The outlook is so gloomy that some banks don't even call it the corporate bond department anymore. Frankfurt-based Deutsche Bank AG and other firms renamed the business "credit," a nod toward faster growing derivatives markets.

The hot markets today carry higher margins, such as derivatives, or financial instruments derived from stocks, bonds, loans, currencies and commodities, or linked to specific events like changes in the weather or interest rates.

One type of derivative, credit-default swaps, allows investors to bet on the ability of companies to repay their debt without buying bonds. The market for credit-default swaps has more than doubled in the past year to cover $26 trillion of securities, according to the International Swaps and Derivatives Association.

"The more experienced corporate bond traders are being moved into the credit derivatives and structured credit space to handle increased demand for those products," Option Group's Karp said.

One of Seifer's former employees, Bill Fecci, who turned in his carpenter's union card 10 years ago to become a corporate bond salesman, is back to hanging sheetrock on weekends to make ends meet.

The 40-year-old broker at Seidel & Shaw LLC in New York says his job on Wall Street will be eliminated by year's end.

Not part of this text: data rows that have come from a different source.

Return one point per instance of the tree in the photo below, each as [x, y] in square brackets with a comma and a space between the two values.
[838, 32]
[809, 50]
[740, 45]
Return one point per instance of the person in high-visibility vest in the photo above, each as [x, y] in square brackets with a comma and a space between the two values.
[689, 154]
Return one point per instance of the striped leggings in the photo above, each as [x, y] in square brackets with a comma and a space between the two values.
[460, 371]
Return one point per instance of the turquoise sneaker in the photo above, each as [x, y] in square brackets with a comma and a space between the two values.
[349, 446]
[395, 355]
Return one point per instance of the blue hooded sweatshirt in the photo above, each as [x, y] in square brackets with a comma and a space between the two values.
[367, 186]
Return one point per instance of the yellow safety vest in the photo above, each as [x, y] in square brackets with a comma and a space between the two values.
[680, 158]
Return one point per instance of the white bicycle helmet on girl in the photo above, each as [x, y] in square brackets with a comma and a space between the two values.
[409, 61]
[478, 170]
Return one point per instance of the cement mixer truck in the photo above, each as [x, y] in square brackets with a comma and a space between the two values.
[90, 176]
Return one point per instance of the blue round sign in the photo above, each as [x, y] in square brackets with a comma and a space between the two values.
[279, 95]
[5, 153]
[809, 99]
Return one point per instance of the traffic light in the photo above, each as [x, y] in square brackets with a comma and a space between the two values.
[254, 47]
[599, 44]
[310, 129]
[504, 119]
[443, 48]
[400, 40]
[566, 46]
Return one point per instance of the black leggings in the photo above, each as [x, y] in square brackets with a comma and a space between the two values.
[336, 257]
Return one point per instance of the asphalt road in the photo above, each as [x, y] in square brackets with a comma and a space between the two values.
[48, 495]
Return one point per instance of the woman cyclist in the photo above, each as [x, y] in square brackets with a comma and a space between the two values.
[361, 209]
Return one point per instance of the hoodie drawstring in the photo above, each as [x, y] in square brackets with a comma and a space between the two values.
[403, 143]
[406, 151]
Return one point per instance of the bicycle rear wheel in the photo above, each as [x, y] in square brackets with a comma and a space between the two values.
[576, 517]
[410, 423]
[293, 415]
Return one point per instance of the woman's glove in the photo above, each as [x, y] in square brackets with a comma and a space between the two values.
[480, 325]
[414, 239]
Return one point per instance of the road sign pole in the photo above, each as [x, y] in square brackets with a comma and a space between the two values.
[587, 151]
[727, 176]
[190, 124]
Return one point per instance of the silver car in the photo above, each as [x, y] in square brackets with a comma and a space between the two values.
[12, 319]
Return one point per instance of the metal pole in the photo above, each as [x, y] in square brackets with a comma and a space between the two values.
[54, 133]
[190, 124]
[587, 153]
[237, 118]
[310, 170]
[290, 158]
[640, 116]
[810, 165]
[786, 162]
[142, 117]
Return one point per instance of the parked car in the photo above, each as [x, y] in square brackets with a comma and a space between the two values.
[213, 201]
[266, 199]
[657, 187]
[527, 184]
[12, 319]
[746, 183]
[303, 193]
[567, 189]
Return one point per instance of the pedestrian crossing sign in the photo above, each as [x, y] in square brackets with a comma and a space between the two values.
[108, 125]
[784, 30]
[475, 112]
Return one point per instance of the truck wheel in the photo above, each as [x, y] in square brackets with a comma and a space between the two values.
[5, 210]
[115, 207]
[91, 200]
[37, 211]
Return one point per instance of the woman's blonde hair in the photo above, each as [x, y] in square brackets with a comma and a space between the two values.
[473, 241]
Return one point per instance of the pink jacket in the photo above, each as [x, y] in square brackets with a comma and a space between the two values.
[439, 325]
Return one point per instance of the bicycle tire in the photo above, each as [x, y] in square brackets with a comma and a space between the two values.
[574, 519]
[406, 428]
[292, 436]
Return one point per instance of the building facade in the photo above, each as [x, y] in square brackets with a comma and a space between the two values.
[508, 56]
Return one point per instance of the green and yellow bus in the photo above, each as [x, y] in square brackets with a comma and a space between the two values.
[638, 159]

It's all just a small part of that great productivity drive the Greenspan so dearly loved. It also shows how much money people can make screwing other people simply because they can keep certain information secret or proprietary, like copyrights and patents, and thereby monopolise it.

1 Comments:

Anonymous Anonymous said...

What right do you have to say that I can't cheat you or anybody else out of money? I spent long, hard hours drinking and shmoozing and wining and dining in order to get better information than you.